Thought this video about the reemerging rapids in cat was interesting. Also so the fact that these guys are producing an annual river guide showing the changes


----------



## badkins (Oct 30, 2003)

Very cool! Similar thing happening at the bottom of the Grand Canyon. Separation, Lava Cliff, and others are slowly building up from side canyon flash floods. Is their Cataract guide online anywhere?


----------



## MNichols (Nov 20, 2015)

badkins said:


> Very cool! Similar thing happening at the bottom of the Grand Canyon.

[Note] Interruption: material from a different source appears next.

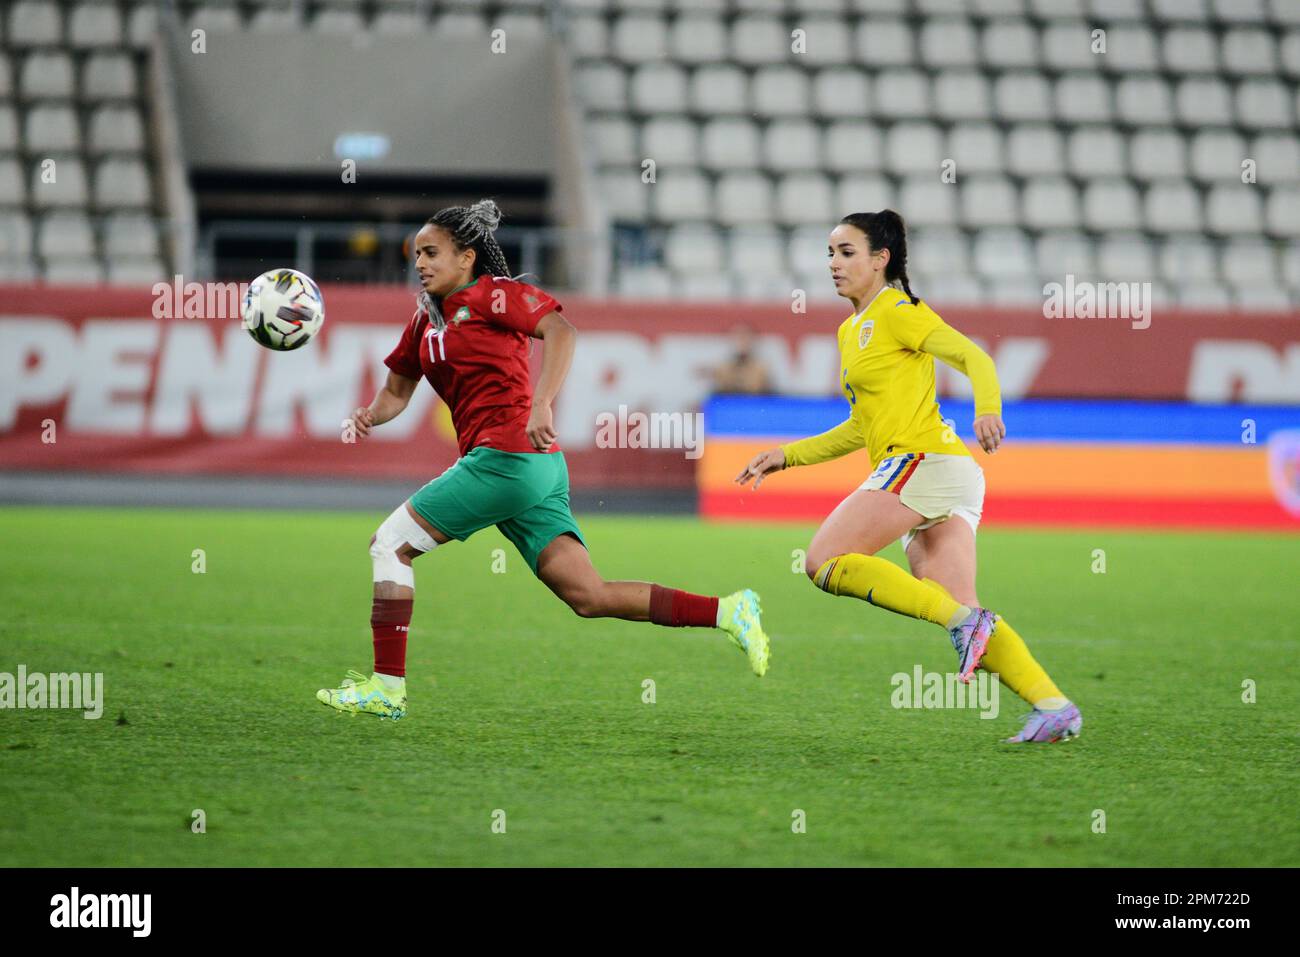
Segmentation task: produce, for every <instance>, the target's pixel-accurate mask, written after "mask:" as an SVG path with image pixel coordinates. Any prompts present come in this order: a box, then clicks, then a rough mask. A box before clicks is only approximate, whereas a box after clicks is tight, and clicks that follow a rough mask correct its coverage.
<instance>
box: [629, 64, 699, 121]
mask: <svg viewBox="0 0 1300 957" xmlns="http://www.w3.org/2000/svg"><path fill="white" fill-rule="evenodd" d="M628 94H629V98H630V101H632V108H633V109H634V111H638V112H642V113H681V112H684V111H685V107H686V73H685V70H682V69H681V68H680V66H673V65H671V64H650V65H646V66H638V68H637V69H636V70H633V73H632V82H630V85H629V90H628Z"/></svg>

Separation, Lava Cliff, and others are slowly building up from side canyon flash floods. Is their Cataract guide online anywhere?


I did a quick search and was unable to come up with anything. Perhaps it's in the works and not published yet?


----------



## Bootboy (Aug 25, 2020)

I really hope some progress is made in the next 3 weeks before my trip. 


The lower the lake, the steeper the gradient, the faster we get our river back.


----------



## MNichols (Nov 20, 2015)

Call all your friends in Vegas and Arizona, have them set their sprinklers on high lest their Kentucky bluegrass lawns die.. Better change the water in their swimming pools too!


----------



## KrisG (Jun 22, 2012)

Here is the link to the online site for the guidebook

Returning Rapids of Cataract Canyon 

If you want a hard copy, I guess you have to go to Moab, I don't see a place to buy one on line


----------



## mkashzg (Aug 9, 2006)

Thanks for posting this. I watched the lower Grand Canyon change and come back after we quit taking out at Pearce Ferry and started going to South Cove on Lake Mead. Pearce Ferry rapid changed regularly and scared me more than almost anything on the canyon and was well respected. It was a long trip and the 'sand flats' getting onto the lake were brutal at times. This is a really interesting project tracking this and support draining the lake!


----------